Ali Vaziri, legal director in the data and privacy team at Lewis Silkin said the issue with the AI titles being shared with other users and whether it is a data protection issue depends on whether the original user can be identified from the titles alone. “If the only information available to those other users are the conversation history titles, unless the titles themselves contain information from which the original user can be identified, it probably won’t be a personal data breach as far as a loss of confidentiality is concerned.”

Even if the titles were to contain personally identifiable information, whether it becomes a regulatory issue would depend on the level of harm. “If harm to users is likely, then that will be the trigger for any regulatory notifications which might need to be made,” said Vaziri.
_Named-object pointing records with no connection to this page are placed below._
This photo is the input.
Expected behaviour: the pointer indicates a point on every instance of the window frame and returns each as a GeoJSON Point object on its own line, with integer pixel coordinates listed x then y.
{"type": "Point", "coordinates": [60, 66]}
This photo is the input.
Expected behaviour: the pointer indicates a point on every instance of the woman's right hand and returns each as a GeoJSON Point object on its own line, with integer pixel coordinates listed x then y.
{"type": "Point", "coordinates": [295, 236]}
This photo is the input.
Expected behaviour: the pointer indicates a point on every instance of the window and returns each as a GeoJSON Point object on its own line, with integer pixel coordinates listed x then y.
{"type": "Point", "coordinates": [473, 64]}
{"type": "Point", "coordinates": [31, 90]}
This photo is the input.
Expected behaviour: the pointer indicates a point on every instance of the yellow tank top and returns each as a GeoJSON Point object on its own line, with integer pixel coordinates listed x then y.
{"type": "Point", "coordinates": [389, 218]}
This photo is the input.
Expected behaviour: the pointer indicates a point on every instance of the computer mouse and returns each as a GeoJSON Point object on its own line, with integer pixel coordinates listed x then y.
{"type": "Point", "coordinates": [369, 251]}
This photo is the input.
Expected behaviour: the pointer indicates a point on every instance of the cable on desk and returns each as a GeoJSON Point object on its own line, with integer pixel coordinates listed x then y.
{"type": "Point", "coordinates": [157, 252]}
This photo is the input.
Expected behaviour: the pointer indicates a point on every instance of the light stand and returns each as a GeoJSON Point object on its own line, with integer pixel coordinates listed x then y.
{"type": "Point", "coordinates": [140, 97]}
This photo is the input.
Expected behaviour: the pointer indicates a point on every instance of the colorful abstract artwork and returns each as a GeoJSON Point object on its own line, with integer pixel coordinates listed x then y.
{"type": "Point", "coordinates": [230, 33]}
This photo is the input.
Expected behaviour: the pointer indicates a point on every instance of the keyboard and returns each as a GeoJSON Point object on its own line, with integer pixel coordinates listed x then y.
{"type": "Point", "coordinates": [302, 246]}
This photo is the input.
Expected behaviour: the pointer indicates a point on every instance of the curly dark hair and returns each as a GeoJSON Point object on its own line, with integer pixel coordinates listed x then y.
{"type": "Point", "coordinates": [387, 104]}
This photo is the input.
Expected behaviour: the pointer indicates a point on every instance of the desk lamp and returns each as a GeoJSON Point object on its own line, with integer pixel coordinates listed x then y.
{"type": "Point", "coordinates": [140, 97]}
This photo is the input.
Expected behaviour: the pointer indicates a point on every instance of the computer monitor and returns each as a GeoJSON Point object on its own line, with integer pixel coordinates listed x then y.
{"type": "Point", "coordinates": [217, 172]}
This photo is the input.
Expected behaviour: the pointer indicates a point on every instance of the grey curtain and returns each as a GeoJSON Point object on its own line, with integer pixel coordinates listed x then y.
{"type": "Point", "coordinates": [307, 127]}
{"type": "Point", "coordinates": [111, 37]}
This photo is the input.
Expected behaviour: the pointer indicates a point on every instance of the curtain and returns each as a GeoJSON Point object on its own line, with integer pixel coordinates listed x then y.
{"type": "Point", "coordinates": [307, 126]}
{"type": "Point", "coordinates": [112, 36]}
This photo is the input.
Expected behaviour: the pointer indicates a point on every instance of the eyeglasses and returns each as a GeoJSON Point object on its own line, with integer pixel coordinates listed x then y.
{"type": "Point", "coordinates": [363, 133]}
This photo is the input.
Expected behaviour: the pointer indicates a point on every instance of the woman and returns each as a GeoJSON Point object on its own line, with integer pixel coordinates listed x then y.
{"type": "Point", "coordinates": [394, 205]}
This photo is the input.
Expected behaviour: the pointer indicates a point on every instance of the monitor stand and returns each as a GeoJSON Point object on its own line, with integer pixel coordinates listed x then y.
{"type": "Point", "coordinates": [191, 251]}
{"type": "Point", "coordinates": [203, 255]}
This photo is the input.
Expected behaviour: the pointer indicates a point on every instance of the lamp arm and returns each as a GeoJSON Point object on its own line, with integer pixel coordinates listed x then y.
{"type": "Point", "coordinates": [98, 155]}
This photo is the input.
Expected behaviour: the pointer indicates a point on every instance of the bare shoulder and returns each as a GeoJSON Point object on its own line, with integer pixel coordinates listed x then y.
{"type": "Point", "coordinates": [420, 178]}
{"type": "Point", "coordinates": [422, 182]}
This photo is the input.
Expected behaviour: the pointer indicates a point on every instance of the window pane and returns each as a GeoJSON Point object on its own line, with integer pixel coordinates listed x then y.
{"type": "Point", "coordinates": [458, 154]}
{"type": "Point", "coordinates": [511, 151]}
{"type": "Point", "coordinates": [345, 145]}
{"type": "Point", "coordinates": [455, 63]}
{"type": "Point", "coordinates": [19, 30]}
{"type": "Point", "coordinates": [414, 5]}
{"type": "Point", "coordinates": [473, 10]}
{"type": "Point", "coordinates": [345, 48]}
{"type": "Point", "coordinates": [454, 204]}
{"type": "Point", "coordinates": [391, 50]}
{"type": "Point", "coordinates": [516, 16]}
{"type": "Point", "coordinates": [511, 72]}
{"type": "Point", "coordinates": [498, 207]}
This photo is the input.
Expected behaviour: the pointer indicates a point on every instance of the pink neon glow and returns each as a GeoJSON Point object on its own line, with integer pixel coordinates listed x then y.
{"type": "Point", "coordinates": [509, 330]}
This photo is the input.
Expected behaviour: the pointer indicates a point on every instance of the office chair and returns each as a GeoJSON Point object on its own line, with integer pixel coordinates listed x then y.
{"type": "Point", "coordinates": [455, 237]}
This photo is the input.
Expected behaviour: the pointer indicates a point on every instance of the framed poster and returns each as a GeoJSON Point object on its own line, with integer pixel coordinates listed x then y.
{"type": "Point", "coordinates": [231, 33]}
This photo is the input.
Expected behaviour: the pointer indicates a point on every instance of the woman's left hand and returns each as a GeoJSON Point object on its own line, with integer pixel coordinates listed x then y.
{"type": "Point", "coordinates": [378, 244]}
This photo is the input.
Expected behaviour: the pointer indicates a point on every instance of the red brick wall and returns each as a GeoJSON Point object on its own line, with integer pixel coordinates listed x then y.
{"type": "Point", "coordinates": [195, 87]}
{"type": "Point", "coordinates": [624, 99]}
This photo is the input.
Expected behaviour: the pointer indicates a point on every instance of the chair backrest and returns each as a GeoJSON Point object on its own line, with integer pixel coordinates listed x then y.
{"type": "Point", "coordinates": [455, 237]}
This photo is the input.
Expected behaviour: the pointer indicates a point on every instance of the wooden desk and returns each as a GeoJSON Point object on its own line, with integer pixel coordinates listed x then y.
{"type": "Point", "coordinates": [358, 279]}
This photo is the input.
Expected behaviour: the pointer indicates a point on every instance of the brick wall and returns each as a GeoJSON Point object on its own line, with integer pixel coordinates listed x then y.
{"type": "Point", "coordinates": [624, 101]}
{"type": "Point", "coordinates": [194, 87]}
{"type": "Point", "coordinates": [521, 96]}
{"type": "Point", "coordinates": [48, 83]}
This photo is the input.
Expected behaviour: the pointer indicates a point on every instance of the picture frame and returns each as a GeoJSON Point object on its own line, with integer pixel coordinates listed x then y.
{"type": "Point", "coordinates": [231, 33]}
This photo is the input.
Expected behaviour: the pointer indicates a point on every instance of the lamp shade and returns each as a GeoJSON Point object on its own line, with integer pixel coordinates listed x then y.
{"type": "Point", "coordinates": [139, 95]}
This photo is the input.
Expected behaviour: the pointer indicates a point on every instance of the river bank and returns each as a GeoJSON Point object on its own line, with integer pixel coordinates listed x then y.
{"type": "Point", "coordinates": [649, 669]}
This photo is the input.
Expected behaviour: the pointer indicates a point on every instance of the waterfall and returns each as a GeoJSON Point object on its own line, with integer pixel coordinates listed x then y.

“However, data protection law also requires controllers to ensure the accuracy of personal data they process, so displaying the wrong conversation history titles to a user might amount to a breach of that principle; and since doing so may have affected the integrity of personal data in that user’s account, the incident might constitute a personal data breach on that basis,” he added.

Data privacy and control

Vlad Tushkanov, lead data Scientist at Kaspersky told Tech Monitor users should have had “zero expectation of privacy” as OpenAI warns that any conversation could be viewed by AI trainers and urges users not to share any sensitive information in conversations. He urged users to “treat any interaction with a chatbot (or any other service, for that matter) as a conversation with a complete stranger: you don’t know where the content will end up, so refrain from revealing any personal or sensitive information about yourself or other people.”

Despite the warnings, some users have responded to Altman on Twitter claiming they had titles that included personal and “highly sensitive” information. The bigger issue, says Edwards, is the potential for sensitive information scraped from the internet to leak out in responses.

“It is well known these models leak personal data like sieves,” she warned, adding that “their training datasets contained infinite amounts of personal and often sensitive data and it may emerge randomly in response to a prompt at any point.”